Among these building, there was opened Velké Kino (Great Cinema) on September 6th, 1932. With its capacity of 2,270 seats it was the largest pre-war cinema in Czecholslovakia. 

The functionalist building by architect František Lýdie Gahura (1891-1958) was built in 1932 by the Baťa company,  Thanks to this, a unique welded steel structure was used in the construction, to such an extent for the first time in the territory of the then Czechoslovakia.

Bat'a encouraged his employees to go to the cinema: he often showed films there in their original versions in order to learn foreign languages. The cinema was hit by Allied air raids in 1944.

The cinema has hosted the International Film Festival for Children and Youth every year from 1961 till 2016. (The city wears the name Gottwaldov from 1949 to 1990).

The building has been protected as a cultural monument since 2001. It has to  been closed since 2016 due to its bad statics.

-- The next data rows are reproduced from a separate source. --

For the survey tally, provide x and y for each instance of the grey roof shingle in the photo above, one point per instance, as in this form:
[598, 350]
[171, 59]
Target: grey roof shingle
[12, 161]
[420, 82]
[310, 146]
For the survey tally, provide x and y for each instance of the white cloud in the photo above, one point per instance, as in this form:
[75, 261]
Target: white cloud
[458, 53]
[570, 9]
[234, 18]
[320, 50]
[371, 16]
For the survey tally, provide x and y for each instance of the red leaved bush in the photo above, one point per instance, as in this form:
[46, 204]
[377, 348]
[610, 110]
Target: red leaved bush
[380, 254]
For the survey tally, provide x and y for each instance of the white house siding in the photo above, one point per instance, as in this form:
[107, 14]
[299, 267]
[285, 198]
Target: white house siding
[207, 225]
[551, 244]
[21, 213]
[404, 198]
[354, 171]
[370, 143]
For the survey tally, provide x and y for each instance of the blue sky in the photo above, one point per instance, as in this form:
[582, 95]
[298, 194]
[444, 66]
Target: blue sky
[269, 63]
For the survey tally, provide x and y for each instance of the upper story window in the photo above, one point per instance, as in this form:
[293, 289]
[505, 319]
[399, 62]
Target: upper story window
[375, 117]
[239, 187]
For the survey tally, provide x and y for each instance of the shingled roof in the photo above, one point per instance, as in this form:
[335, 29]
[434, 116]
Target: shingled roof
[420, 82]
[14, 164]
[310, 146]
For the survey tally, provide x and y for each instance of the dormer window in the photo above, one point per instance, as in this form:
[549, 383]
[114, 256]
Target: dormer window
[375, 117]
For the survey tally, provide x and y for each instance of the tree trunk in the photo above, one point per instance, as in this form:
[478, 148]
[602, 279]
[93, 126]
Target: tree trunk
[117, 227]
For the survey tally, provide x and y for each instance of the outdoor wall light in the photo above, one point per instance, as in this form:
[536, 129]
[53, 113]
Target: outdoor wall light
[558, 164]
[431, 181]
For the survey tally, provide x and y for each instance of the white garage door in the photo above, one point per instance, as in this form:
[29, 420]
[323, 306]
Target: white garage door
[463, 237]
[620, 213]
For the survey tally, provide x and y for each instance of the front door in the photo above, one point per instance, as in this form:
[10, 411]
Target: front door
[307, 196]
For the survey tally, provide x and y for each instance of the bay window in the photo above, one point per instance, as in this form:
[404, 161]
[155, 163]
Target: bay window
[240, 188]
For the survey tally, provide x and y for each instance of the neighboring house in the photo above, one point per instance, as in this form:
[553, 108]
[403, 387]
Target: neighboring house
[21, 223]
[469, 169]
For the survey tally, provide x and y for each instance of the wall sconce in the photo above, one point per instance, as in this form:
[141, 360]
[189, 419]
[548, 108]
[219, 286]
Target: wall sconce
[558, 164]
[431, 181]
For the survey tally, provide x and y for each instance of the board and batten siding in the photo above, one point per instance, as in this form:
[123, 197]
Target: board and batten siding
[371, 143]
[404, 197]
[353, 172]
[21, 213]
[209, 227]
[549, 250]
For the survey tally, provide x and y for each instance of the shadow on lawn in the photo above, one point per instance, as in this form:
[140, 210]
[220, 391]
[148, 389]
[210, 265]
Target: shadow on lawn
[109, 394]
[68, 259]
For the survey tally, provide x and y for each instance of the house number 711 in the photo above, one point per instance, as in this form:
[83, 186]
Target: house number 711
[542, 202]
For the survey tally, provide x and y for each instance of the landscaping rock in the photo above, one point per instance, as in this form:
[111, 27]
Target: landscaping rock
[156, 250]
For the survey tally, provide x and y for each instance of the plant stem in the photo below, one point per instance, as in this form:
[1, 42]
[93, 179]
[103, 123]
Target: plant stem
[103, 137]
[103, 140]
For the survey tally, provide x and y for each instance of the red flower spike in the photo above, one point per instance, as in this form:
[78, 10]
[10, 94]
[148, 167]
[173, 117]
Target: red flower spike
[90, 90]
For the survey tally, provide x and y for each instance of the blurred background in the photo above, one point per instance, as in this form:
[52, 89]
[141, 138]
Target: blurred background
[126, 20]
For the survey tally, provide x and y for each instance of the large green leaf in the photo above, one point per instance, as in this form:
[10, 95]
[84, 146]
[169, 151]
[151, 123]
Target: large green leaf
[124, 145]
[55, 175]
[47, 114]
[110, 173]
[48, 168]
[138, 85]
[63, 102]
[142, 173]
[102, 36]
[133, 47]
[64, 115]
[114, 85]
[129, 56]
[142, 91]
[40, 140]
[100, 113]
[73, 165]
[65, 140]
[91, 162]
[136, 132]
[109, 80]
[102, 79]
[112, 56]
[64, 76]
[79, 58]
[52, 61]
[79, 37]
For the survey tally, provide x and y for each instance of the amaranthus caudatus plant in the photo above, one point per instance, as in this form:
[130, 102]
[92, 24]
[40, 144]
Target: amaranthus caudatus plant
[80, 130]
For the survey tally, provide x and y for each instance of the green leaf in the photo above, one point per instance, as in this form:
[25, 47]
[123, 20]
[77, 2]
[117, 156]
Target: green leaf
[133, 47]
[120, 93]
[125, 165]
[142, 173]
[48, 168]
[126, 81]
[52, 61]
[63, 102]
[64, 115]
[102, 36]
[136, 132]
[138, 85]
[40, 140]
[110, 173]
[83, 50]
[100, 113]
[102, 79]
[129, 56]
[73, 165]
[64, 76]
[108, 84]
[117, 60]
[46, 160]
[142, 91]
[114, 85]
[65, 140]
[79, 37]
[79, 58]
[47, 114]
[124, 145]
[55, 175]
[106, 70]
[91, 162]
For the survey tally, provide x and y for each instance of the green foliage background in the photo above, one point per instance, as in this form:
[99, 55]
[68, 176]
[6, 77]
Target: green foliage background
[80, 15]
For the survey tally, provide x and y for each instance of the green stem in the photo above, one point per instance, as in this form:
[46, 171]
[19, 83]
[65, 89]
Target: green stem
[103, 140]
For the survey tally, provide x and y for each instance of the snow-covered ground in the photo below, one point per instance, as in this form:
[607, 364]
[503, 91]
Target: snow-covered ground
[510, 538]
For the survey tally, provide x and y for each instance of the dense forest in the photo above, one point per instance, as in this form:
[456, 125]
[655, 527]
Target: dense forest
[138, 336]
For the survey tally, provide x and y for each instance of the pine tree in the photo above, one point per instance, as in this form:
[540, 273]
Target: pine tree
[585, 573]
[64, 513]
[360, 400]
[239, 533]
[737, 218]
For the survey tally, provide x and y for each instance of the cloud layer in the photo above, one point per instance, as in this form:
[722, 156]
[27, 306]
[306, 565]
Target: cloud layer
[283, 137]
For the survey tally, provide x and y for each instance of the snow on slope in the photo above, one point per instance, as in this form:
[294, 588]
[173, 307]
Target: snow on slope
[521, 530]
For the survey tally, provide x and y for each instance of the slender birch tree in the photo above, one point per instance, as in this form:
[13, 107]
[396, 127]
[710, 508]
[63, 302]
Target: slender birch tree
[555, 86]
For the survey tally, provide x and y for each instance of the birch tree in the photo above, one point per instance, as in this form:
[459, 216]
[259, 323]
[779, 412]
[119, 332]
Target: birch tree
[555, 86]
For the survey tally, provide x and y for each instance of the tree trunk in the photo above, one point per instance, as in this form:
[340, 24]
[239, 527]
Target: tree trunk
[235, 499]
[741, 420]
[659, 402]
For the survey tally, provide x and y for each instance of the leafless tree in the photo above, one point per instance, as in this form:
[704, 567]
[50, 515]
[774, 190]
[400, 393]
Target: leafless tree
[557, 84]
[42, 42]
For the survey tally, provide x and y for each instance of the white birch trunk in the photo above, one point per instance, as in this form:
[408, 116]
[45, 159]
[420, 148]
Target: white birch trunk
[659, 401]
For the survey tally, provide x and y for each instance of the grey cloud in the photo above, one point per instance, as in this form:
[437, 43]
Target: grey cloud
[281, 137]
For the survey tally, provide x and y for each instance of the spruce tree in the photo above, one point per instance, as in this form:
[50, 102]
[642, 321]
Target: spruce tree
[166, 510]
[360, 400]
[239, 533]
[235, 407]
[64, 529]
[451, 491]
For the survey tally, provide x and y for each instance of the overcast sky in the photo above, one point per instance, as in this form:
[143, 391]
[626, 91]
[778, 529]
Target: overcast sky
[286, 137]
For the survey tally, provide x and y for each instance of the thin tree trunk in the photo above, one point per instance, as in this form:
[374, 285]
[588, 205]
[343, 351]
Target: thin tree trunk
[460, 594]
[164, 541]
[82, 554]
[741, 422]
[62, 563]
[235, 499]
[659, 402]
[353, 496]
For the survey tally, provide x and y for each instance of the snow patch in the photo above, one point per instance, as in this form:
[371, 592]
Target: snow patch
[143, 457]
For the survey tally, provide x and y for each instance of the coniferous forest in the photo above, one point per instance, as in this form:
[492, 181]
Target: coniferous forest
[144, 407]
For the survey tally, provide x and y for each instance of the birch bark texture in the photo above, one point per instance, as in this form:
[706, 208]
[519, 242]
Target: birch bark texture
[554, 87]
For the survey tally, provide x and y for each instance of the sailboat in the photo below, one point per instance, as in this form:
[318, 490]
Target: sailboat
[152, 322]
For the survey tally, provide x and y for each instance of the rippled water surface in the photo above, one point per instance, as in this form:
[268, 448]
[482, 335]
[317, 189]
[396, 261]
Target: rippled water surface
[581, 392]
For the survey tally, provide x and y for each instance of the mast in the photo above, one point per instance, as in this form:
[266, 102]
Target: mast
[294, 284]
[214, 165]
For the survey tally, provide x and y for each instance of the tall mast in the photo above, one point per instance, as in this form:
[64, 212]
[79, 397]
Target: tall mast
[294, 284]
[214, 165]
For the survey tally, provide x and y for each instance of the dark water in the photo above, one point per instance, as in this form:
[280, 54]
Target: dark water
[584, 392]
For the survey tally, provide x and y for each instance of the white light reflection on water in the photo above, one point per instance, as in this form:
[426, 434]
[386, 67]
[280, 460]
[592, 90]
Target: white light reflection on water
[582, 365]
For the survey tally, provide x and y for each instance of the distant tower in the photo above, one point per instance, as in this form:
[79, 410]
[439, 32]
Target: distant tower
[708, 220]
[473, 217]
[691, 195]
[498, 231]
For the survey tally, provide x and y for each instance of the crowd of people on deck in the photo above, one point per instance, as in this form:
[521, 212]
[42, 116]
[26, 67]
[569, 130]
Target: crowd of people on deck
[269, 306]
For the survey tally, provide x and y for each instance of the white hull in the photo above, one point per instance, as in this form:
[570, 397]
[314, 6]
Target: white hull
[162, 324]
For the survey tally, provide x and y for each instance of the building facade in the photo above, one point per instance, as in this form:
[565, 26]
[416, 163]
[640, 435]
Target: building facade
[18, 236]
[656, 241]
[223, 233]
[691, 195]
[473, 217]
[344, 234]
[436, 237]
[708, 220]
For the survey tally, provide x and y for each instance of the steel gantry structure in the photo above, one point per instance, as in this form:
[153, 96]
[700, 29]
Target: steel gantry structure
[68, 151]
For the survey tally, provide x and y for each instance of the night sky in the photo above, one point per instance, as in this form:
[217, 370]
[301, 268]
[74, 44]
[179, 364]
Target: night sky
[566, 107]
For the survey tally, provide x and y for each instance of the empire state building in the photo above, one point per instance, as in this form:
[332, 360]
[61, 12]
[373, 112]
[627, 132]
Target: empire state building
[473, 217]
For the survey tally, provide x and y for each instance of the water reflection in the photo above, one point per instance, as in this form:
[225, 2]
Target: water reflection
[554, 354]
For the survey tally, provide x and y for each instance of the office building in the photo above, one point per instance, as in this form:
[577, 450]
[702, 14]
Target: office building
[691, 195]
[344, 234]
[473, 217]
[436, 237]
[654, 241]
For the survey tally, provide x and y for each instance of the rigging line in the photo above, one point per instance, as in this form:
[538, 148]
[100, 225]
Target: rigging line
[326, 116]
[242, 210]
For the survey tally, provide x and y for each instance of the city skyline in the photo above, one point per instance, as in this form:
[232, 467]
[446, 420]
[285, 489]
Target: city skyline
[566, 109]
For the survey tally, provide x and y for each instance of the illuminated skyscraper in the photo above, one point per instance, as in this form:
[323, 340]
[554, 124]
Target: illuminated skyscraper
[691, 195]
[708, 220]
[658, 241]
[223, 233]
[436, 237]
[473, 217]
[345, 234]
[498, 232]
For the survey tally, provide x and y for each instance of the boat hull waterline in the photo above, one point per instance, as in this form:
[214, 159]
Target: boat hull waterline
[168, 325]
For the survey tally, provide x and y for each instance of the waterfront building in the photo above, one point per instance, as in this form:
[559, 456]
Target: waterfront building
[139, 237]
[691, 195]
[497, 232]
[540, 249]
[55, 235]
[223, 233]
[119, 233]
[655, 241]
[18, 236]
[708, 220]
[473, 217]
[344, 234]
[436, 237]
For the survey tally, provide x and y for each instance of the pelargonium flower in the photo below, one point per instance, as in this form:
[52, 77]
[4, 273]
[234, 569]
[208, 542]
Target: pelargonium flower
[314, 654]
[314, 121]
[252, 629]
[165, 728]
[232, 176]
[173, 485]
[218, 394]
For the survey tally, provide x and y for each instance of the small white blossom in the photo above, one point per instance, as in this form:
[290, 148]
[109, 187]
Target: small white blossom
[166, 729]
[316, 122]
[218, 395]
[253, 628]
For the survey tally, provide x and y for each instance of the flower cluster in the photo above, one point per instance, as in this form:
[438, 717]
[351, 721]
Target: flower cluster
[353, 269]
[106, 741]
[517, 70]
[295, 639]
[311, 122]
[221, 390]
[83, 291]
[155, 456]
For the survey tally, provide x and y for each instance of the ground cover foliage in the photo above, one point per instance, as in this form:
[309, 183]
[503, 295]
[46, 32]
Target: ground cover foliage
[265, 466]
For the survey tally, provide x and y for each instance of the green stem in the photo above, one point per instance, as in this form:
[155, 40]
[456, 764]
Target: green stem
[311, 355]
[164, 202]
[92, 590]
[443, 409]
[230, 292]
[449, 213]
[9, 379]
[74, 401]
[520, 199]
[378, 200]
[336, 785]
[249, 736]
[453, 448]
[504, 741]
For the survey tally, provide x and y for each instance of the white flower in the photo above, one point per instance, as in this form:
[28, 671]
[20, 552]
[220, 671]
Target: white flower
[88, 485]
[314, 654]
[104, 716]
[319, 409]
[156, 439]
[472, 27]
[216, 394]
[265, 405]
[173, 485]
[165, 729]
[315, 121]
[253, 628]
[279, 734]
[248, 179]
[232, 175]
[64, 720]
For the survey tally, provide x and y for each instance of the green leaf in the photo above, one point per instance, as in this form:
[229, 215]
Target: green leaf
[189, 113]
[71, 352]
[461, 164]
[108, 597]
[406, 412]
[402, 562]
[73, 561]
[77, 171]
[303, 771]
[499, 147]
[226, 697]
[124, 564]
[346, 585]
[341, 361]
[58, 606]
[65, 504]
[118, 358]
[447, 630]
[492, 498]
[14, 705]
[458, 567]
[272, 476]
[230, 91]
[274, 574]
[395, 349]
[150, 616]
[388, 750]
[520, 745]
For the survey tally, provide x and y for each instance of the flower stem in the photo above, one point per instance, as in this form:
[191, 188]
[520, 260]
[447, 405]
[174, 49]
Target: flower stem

Read here more about cinemas and their history in Zlín.

I found there an interesting fact about the shown picture: Above the cinema's entrance you can read the word SABRA. This wasn't the name of the cinema. The author of the website suspects a symbol of resistance of the cinema against the German occupiers in the choice of this word to designate the cinema.

In 1933 there was a Polish film called Sabra about young Polish Jews went to Palestine. But of corse this movie wasn't shown in Zlín during the German occupation. Sabra (or Tzabra) is a Hebrew word for any Jew born in Palestine / Israel. 

The postcard was published during the German occupation 1939-1945. There is written on the backyard "5181. Freigegeben durch RLM (Reichsluftfahrtministerium)" - Released by the Reich Air Ministry. But the description is in Czech "ZLÍN - Společenský dům a kino Bata" (not kino Sabra!).